TSB installs and manages a private Istio distribution in Kubernetes clusters, so that users do not need to manage the configuration and lifecycle of Istio.
Users configure their traffic management policies using TSB's Bridged-mode APIs. These provide a richer abstraction on top of the low-level Istio APIs, and are multi-cluster, error-resistant, simpler to use and generate efficient, optimized Istio and Envoy configurations.
With care and wherever applicable, expert users can additionally partition the generated configuration and inject specific Istio configuration using Tetrate's Direct-mode APIs, giving precise, fine-grained configuration where necessary.

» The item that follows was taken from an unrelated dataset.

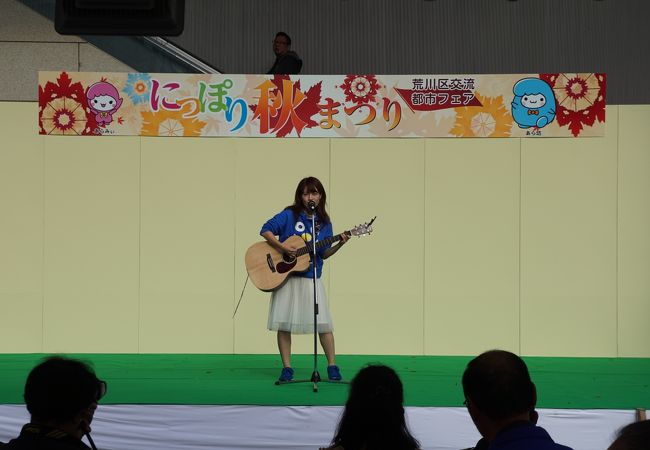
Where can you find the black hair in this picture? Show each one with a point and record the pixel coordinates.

TSB maintains configuration for each cluster dynamically, in response to user configuration (Bridged and Direct APIs) and to the state of each cluster under control of TSB. This allows TSB to manage very complex, dynamic scenarios such as cross-cluster traffic, high availability, and multi-cloud service discovery.
TSB uses a private Istio distribution, and that brings the benefits of having support for features that still do not have support in upstream Istio - for example, TSB supports routing and traffic management of multi-cluster deployments.
What is Ambient mode?
Istio's ambient mode promises a reduced resource overhead in some use cases compared to the traditional sidecar deployment mode, which may result in lower costs and improved performance for some users by eliminating the need for a dedicated proxy container within each pod, while still providing service mesh capabilities like traffic management and security.
Ambient mode treats Node level traffic (at Layer 4 - designated as zTunnel) and Proxy level traffic (at Layer 7 - designated as Waypoint) as separate components, with the Waypoints associated only to a subset of services that specifically need Layer 7 capabilities support and thereby consuming fewer resources.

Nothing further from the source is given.